Testing & QA

scanipy's test suite is a layered set of fast, hermetic pytest modules plus a handful of cross-cutting enforcement suites that encode the project's load-bearing guarantees: deterministic output (P3), one-sided sanitizer soundness (P5), local-and-private operation (P1), and honest, graceful handling of bad inputs (P7). This document describes how the suite is organized, how to run it, and how to maintain the golden snapshots and the coverage gate.

Running the tests

python -m venv .venv && source .venv/bin/activate
pip install -e ".[dev]"

ruff check . && ruff format --check .          # lint + format
mypy src                                        # strict types (package source)
pytest --cov=scanipy --cov-fail-under=90        # tests + coverage gate

Tests are tagged with two markers (registered in pyproject.toml):

Marker	Meaning	Select with
`unit`	fast, isolated component tests (no filesystem walks beyond `tmp_path`)	`pytest -m unit`
`integration`	the wired pipeline (registry → scanner → frontend → engine → reporter, and the CLI via `CliRunner`) over real fixtures	`pytest -m integration`

Layout

tests/
  conftest.py                 shared fixtures (the CliRunner `runner`)
  _support/                   test-only helper package (SPDX-headed, stdlib + scanipy)
    normalize.py              version/path/fingerprint-tolerant report normalizers
    corpus.py                 the shared scan corpus + run_corpus_scan entry point
  unit/                       one module per component (parser, frontend/IR, matcher,
                              engine transfer functions, summaries, lattice, config,
                              scanner, reporters, registry, CLI)
  integration/
    test_detectors.py         the P5 catalog matrix (auto-parametrized per detector)
    test_engine_end_to_end.py exact-finding end-to-end checks
    test_cli.py               CLI scan/rules via CliRunner
    test_determinism.py       P3: scan-twice byte-identical + input-order invariance
    test_golden_reports.py    committed, normalized JSON + SARIF snapshots
    test_resilience.py        SyntaxError + non-UTF-8 files → skipped, not fatal
    test_performance_smoke.py ~50 synthetic files (deep chains + recursion), bounded
    test_hermeticity.py       no-network socket guard + no-subprocess meta-test
  fixtures/                   analysis DATA (intentionally-vulnerable code), lint-excluded
  golden/                     committed normalized snapshots (scan-corpus.json,
                              scan-corpus.sarif.json)

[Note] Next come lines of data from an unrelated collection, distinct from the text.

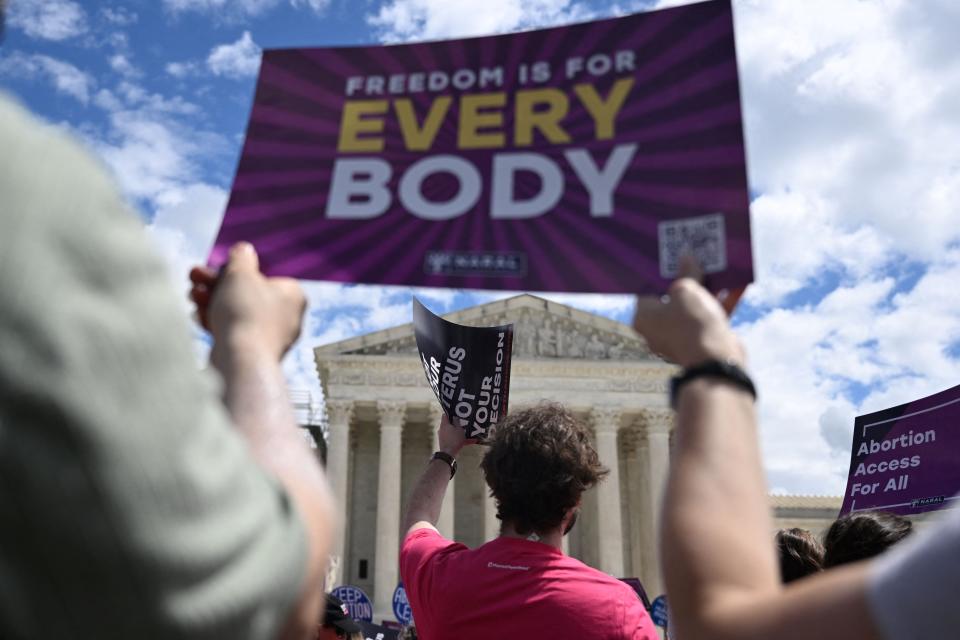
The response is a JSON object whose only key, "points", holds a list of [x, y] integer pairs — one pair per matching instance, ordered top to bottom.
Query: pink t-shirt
{"points": [[513, 588]]}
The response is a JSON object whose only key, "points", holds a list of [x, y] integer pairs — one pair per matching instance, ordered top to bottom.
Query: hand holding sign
{"points": [[688, 325], [451, 438]]}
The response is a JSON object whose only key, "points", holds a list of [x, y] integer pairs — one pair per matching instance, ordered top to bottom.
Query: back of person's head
{"points": [[539, 463], [862, 535], [801, 554]]}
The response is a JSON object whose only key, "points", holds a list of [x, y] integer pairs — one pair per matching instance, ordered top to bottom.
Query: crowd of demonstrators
{"points": [[139, 497], [862, 535], [801, 554], [520, 585], [726, 586], [337, 623]]}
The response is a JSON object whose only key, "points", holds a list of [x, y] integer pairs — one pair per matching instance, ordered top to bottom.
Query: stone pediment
{"points": [[542, 329]]}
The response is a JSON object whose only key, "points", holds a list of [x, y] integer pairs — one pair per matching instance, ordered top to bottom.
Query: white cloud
{"points": [[316, 5], [241, 8], [120, 16], [48, 19], [399, 20], [236, 60], [122, 65], [182, 69], [64, 77], [185, 225]]}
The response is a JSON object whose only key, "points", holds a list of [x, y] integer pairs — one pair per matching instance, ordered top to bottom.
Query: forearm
{"points": [[255, 394], [426, 499], [717, 546]]}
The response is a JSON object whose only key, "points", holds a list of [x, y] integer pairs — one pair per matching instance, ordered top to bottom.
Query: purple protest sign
{"points": [[581, 158], [906, 459]]}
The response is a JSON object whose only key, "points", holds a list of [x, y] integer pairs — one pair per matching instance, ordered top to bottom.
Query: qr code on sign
{"points": [[703, 236]]}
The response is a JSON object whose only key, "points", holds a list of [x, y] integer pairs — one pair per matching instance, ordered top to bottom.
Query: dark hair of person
{"points": [[539, 463], [862, 535], [801, 554]]}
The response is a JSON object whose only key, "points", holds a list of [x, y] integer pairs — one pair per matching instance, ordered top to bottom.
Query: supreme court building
{"points": [[382, 419]]}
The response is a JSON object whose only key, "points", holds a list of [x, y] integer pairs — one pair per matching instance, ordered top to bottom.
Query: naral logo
{"points": [[475, 263], [922, 502]]}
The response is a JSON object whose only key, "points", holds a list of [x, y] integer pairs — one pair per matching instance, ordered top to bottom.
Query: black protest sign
{"points": [[468, 369]]}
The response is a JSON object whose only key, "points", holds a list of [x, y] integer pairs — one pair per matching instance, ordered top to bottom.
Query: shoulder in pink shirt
{"points": [[513, 588]]}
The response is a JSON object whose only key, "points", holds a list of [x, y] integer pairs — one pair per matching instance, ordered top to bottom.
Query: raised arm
{"points": [[254, 320], [423, 507], [718, 559]]}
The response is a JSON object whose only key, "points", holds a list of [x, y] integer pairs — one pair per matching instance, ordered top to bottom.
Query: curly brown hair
{"points": [[539, 463], [801, 554]]}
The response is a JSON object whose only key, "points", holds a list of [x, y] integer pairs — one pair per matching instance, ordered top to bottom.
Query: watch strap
{"points": [[726, 370], [446, 457]]}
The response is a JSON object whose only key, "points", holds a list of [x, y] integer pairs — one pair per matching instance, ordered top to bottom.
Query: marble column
{"points": [[339, 413], [606, 424], [657, 424], [445, 523], [386, 570]]}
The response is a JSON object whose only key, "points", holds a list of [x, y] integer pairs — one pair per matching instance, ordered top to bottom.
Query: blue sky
{"points": [[850, 117]]}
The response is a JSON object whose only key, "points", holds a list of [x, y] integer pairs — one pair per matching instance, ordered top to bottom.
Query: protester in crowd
{"points": [[133, 504], [862, 535], [801, 554], [521, 584], [725, 586], [337, 623]]}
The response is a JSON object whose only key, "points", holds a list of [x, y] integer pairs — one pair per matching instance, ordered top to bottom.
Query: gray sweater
{"points": [[129, 507]]}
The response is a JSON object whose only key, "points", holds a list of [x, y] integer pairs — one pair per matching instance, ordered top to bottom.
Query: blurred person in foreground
{"points": [[139, 497], [862, 535], [801, 554], [521, 584], [726, 585]]}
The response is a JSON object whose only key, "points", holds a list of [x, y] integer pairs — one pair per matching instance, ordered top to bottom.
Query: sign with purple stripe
{"points": [[581, 158], [905, 459]]}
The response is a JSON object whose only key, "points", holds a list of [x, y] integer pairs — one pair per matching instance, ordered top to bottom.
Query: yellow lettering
{"points": [[604, 112], [528, 117], [472, 119], [353, 123], [415, 137]]}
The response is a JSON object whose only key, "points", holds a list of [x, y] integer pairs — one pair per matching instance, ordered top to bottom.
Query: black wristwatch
{"points": [[726, 370], [446, 457]]}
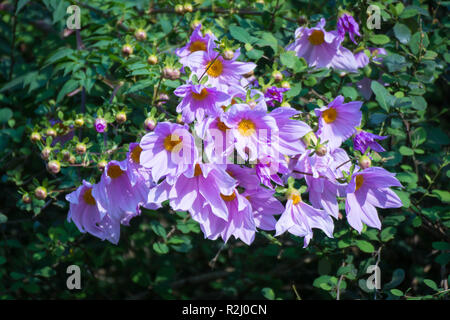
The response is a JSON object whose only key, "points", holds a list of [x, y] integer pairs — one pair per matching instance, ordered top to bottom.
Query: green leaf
{"points": [[402, 33], [241, 35], [379, 39], [383, 97], [5, 115], [406, 151], [443, 195], [388, 234], [365, 246], [160, 248], [430, 283], [268, 293]]}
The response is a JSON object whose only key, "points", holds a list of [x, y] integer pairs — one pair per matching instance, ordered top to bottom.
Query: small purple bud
{"points": [[100, 125]]}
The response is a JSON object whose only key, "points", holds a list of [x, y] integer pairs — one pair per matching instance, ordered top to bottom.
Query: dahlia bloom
{"points": [[346, 23], [197, 42], [322, 49], [221, 73], [274, 94], [199, 100], [338, 120], [100, 125], [252, 129], [290, 131], [363, 140], [167, 150], [200, 185], [367, 190], [121, 198], [264, 206], [89, 214], [300, 218], [240, 224]]}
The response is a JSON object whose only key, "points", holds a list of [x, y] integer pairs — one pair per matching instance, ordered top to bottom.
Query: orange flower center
{"points": [[317, 37], [197, 46], [214, 68], [200, 96], [329, 115], [222, 126], [246, 127], [172, 141], [136, 154], [198, 170], [114, 171], [359, 180], [88, 198], [228, 198]]}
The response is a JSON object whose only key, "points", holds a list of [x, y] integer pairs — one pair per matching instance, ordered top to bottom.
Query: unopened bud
{"points": [[140, 34], [228, 54], [152, 59], [277, 76], [121, 117], [150, 124], [35, 136], [80, 148], [45, 153], [365, 162], [54, 166], [40, 193]]}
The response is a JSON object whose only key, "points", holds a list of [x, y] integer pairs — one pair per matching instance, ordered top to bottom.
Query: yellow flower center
{"points": [[317, 37], [197, 46], [214, 68], [200, 96], [329, 115], [222, 126], [246, 127], [172, 141], [136, 154], [198, 170], [114, 171], [359, 180], [294, 195], [88, 198], [228, 198]]}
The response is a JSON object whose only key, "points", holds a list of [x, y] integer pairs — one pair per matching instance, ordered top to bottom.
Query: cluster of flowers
{"points": [[225, 115]]}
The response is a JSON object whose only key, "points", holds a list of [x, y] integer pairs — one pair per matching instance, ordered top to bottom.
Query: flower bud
{"points": [[188, 7], [179, 9], [140, 34], [127, 50], [228, 54], [152, 59], [277, 76], [286, 85], [121, 117], [79, 122], [150, 124], [100, 125], [51, 132], [35, 136], [310, 139], [80, 148], [321, 150], [45, 153], [66, 155], [72, 159], [365, 162], [101, 165], [54, 166], [40, 193], [26, 198]]}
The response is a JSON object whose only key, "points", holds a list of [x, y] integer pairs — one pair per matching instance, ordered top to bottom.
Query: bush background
{"points": [[163, 255]]}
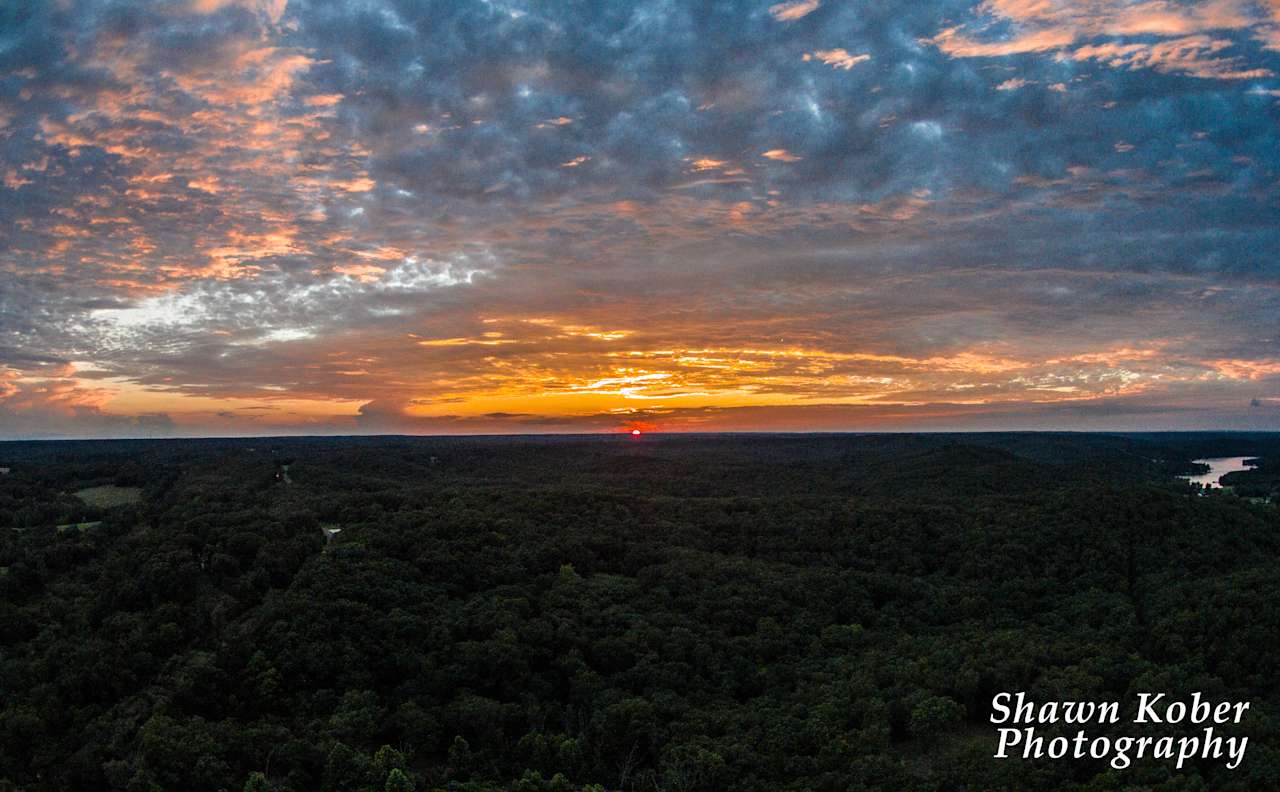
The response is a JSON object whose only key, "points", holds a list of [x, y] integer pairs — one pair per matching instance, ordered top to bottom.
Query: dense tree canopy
{"points": [[682, 614]]}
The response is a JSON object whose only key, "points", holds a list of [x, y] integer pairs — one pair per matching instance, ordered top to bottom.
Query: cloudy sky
{"points": [[274, 216]]}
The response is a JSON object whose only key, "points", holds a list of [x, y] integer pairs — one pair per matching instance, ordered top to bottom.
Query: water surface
{"points": [[1219, 467]]}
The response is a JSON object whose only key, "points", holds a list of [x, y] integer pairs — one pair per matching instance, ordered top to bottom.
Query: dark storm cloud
{"points": [[406, 205]]}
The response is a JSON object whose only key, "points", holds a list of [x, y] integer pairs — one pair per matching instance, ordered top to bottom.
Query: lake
{"points": [[1219, 467]]}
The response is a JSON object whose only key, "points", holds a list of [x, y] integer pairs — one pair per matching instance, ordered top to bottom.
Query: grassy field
{"points": [[109, 495]]}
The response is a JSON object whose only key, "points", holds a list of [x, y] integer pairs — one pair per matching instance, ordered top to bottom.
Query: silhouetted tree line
{"points": [[753, 613]]}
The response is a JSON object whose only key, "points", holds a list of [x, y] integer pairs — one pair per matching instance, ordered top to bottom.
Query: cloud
{"points": [[796, 9], [1165, 36], [837, 58], [780, 155], [256, 218]]}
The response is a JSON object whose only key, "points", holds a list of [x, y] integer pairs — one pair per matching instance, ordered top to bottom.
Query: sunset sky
{"points": [[256, 216]]}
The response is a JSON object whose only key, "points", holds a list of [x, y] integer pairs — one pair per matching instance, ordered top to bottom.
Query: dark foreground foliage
{"points": [[755, 613]]}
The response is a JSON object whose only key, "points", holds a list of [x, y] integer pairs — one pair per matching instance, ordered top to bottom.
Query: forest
{"points": [[679, 613]]}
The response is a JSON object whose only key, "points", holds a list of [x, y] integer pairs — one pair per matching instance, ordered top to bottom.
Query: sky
{"points": [[291, 216]]}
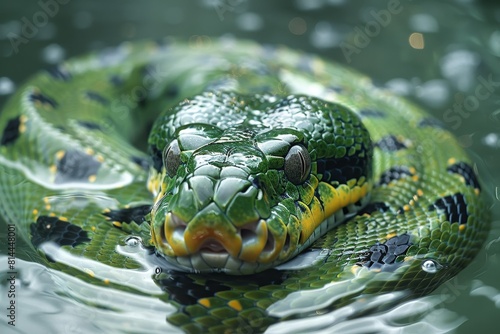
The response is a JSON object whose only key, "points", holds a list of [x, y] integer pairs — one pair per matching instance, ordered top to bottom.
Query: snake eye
{"points": [[172, 158], [297, 164]]}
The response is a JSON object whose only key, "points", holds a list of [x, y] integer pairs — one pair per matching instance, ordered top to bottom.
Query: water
{"points": [[437, 54]]}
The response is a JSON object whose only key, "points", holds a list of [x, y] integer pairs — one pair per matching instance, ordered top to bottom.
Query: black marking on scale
{"points": [[37, 97], [11, 131], [390, 143], [157, 157], [76, 166], [466, 171], [393, 174], [453, 206], [374, 207], [128, 215], [54, 229], [382, 256]]}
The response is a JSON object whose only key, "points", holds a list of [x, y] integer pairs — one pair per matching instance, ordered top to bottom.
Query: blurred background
{"points": [[443, 55]]}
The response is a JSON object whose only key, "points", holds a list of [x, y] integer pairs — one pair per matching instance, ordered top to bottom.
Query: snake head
{"points": [[243, 181]]}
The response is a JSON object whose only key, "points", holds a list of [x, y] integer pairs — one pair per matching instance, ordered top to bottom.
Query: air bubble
{"points": [[431, 266]]}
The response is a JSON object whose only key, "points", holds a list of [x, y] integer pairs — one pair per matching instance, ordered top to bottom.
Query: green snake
{"points": [[256, 155]]}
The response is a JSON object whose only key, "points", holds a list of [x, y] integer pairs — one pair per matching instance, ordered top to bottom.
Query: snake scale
{"points": [[256, 155]]}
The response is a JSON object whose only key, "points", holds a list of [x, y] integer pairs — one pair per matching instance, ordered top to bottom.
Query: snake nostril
{"points": [[179, 227], [248, 233], [162, 235], [270, 243], [286, 245]]}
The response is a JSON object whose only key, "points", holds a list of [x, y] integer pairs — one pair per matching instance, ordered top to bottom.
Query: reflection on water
{"points": [[50, 301]]}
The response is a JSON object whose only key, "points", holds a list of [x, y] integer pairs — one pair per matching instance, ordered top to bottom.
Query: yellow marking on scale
{"points": [[60, 154], [333, 199], [205, 302], [235, 304]]}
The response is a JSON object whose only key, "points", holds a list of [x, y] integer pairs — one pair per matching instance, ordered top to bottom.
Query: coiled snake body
{"points": [[258, 154]]}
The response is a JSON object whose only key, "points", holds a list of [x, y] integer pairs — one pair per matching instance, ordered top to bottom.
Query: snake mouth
{"points": [[213, 242]]}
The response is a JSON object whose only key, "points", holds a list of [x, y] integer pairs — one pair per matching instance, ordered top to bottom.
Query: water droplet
{"points": [[250, 22], [423, 23], [325, 36], [53, 54], [6, 86], [492, 140], [133, 241], [431, 266]]}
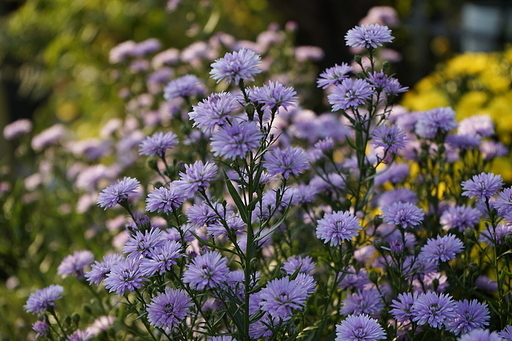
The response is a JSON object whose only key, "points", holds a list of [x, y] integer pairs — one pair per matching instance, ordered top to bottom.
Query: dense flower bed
{"points": [[234, 213]]}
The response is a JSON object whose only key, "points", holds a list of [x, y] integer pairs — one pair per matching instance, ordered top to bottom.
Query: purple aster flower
{"points": [[368, 36], [236, 66], [334, 75], [184, 86], [351, 93], [273, 96], [213, 111], [432, 122], [480, 125], [17, 128], [391, 138], [235, 141], [158, 143], [288, 161], [197, 177], [482, 186], [117, 193], [166, 200], [503, 203], [402, 214], [459, 217], [337, 226], [140, 244], [441, 249], [161, 259], [294, 263], [73, 265], [100, 270], [209, 270], [125, 276], [282, 295], [43, 299], [366, 301], [402, 306], [169, 308], [434, 309], [470, 315], [41, 328], [359, 328], [506, 334], [480, 335]]}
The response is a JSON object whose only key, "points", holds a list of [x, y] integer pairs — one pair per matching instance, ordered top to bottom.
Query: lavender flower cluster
{"points": [[258, 219]]}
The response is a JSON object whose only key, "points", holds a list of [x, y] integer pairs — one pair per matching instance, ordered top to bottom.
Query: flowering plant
{"points": [[258, 219]]}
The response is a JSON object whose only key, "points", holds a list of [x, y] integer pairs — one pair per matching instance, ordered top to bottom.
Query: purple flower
{"points": [[236, 66], [334, 75], [184, 86], [351, 93], [273, 96], [213, 111], [432, 122], [17, 128], [391, 138], [235, 141], [158, 143], [288, 161], [197, 177], [482, 186], [117, 193], [166, 200], [503, 204], [405, 215], [459, 217], [335, 227], [141, 243], [441, 249], [161, 259], [294, 263], [73, 265], [100, 270], [209, 270], [124, 276], [282, 295], [43, 299], [366, 301], [402, 306], [169, 308], [434, 309], [470, 315], [359, 328], [506, 333], [480, 335]]}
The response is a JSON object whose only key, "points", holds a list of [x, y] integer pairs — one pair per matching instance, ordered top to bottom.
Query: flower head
{"points": [[368, 36], [236, 66], [334, 75], [350, 93], [234, 141], [158, 143], [288, 161], [482, 186], [117, 193], [402, 214], [335, 227], [74, 264], [209, 270], [43, 299], [169, 308], [359, 328]]}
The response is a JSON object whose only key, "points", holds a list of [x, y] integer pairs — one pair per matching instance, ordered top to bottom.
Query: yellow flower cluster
{"points": [[472, 83]]}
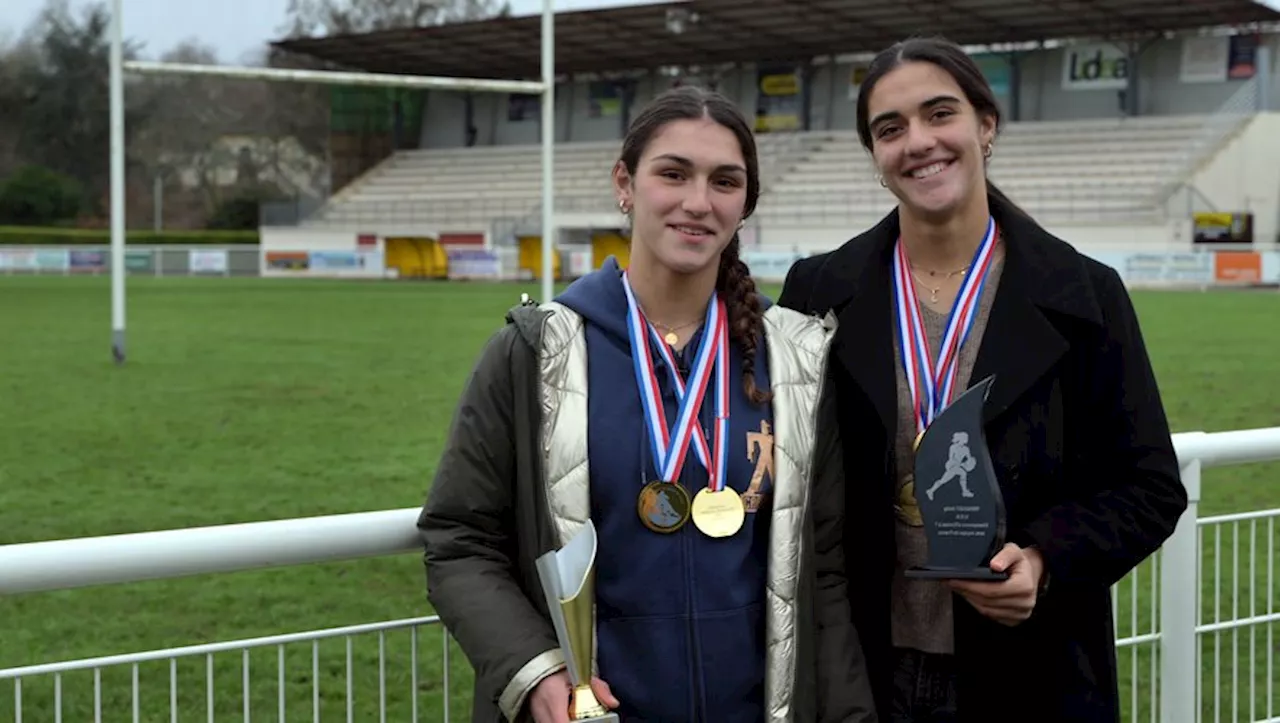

tests/_support/ is intentionally tiny and dependency-free so every cross-cutting suite reuses one definition of "the corpus" and one set of normalizers (DRY, determinism).

The P5 catalog matrix

tests/integration/test_detectors.py is auto-parametrized over the bundled detector catalog: for every detector it scans the paired true-positive fixture (tests/fixtures/python/vulnerable/<stem>.py, which it must flag) and the paired true-negative fixture (tests/fixtures/python/safe/<stem>.py, which it must not). Adding a detector YAML plus its TP/TN fixtures extends the matrix with zero engine or test edits (P4). The safe fixtures route the same tainted value into the safe form (bound parameters, shlex.quote, ast.literal_eval, yaml.safe_load, defusedxml, …) so the test discriminates sink/sanitizer behavior, not mere absence of taint — preserving the one-sidedness of P5 (a missing sanitizer is noise, never a silently-suppressed real vulnerability).

Determinism (P3)

tests/integration/test_determinism.py asserts the user-visible guarantees:

scanning the corpus twice yields byte-identical JSON, and byte-identical SARIF; and
the order in which input files are fed to the engine does not change the final sorted finding set (the total order is real, not an artifact of discovery's internal sort).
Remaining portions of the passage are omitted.